Not because she asked for it. Not because she deserves it. But because I no longer want to be tethered to the pain she left behind. Because I don’t want to carry her silence with me forever. Because forgiveness, when it is real, is not about excusing what happened. It’s about refusing to be defined by it.


Forgiveness is not the same as reconciliation. It’s not pretending we were ever truly close. It’s not minimizing the wound. It’s simply this…  letting go of the hope for a better past.


And in its place, choosing a better future.


One where I am whole. One where I surround myself with people who don’t flinch at my honesty. One where I don’t have to shrink to be accepted. One where I become the woman I once needed when I was seventeen and aching.

Because that girl still lives in me. She still walks the halls of that ward building. She still stands too long near the corner of the room at youth dances. She still waits for someone to say, “Come sit with us.” And I want to be the voice that answers her now.


You don’t have to become what they wanted you to be.


You don’t have to be the quiet one. Or the grateful one. Or the girl who always smiles even when her heart is breaking.


You are allowed to take up space.


You are allowed to be sad.


You are allowed to need more than what they’re offering.


And most importantly… you are allowed to start over.


Because the truth is, for every Lilly who disappears, there are women out there who stay. Maybe not many. Maybe not right away. But they exist. They’re the ones who find you crying in your car and sit with you without trying to make it better. The ones who laugh loud, love deeply, and aren’t afraid of the mess. The ones who say, “I see you,” and mean it.

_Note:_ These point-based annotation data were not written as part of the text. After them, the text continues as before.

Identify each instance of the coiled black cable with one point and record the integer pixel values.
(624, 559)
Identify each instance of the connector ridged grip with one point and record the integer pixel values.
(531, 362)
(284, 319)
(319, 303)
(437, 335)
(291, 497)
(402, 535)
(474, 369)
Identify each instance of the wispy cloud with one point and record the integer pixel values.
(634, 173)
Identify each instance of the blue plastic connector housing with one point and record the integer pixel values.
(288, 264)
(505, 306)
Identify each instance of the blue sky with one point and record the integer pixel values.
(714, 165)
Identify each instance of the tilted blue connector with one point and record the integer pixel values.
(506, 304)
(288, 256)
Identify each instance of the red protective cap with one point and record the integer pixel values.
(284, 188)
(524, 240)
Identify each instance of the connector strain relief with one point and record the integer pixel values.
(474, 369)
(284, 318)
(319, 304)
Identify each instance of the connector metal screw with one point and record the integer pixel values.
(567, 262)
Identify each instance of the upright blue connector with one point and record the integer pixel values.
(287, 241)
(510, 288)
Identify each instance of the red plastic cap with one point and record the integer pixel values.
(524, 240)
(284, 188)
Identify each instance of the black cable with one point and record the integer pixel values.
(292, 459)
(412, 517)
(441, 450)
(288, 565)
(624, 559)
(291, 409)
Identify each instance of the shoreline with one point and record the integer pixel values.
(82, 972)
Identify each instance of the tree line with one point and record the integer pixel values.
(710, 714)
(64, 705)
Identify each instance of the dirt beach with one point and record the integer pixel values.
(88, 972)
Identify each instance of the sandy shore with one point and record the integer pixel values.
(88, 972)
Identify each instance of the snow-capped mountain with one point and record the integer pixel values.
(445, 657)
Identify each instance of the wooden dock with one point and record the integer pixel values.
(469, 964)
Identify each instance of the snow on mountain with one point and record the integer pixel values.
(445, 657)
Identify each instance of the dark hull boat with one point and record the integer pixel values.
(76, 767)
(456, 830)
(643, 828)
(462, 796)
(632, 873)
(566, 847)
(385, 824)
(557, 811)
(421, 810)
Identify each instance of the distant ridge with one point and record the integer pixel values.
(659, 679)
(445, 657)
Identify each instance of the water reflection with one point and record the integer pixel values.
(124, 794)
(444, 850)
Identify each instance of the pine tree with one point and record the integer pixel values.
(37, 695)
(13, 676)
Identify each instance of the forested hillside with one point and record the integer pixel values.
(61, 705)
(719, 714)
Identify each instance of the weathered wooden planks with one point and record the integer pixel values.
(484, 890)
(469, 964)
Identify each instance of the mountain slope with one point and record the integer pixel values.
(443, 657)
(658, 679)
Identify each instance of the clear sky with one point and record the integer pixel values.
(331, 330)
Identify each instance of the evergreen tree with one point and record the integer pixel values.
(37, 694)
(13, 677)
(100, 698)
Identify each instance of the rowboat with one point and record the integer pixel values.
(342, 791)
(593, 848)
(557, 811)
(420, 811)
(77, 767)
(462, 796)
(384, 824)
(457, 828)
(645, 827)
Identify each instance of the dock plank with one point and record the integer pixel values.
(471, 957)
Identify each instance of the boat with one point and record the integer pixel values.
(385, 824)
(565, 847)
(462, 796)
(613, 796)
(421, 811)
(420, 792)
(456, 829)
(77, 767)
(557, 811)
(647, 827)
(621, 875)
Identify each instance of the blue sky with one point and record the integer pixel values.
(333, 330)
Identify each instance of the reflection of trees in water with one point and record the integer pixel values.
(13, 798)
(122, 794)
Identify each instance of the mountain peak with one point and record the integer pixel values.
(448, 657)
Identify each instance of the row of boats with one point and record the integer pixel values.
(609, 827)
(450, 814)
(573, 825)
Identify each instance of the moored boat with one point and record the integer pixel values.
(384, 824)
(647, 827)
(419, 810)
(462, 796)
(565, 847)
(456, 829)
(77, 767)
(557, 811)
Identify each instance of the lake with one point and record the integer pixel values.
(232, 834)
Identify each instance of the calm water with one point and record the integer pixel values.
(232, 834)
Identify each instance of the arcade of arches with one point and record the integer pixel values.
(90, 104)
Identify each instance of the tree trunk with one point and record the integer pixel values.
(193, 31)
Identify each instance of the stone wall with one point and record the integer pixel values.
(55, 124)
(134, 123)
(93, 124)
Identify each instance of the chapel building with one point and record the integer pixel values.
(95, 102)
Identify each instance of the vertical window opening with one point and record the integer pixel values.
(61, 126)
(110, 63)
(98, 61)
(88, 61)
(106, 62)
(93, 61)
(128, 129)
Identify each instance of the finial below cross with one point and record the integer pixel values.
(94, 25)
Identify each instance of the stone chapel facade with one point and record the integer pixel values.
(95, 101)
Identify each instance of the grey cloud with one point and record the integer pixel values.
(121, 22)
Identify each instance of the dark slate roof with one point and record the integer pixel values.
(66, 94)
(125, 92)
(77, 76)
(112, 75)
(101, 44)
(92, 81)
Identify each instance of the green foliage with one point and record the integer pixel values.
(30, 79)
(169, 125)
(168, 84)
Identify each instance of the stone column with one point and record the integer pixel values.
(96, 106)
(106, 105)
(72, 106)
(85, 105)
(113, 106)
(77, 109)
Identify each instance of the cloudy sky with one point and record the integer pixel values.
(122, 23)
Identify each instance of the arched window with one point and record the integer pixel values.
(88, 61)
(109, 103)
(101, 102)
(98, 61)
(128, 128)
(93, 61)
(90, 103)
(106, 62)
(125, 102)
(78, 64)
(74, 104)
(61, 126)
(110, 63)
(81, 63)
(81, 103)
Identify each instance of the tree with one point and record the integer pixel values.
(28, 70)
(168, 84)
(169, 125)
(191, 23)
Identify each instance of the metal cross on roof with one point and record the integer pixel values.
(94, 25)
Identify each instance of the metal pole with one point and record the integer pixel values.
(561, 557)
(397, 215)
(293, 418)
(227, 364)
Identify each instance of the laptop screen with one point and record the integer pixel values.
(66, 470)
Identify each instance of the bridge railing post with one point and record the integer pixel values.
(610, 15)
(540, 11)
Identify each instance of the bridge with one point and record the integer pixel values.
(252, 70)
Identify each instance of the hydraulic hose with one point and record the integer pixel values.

And maybe you have to become one of those women first.


Maybe you have to build the table before anyone sits down with you at it.


But it’s worth it. God, it’s worth it.


Because there’s nothing lonelier than trying to make yourself small enough to fit into spaces that were never meant to hold the real you. And there is nothing more holy than refusing to do it anymore.


So I’ll end this… not with a final word, because grief is never final… but with an invitation… If you’ve been hurt like I was, come sit beside me. If you’ve been discarded, excluded, reshaped to fit a mold that crushed you, come closer. If you’ve been told you were too much, let me be the one to say you’re just enough.


You don’t have to pretend anymore.


You don’t have to smile if you don’t want to.

You don’t have to wrap your truth in doctrine to make it digestible.


Your grief is sacred. Your story is valid. Your voice is a miracle.


And though I may or may not walk the temple halls again, I’ve found something holier than all the polished sermons and white stone in the world…


A friend who stays. A voice that dares. A woman who writes, even when it hurts.


This is for her.


This is for all of us.


We are no longer ugly ducklings.


We are swans now… wounded, perhaps… but wild and rising.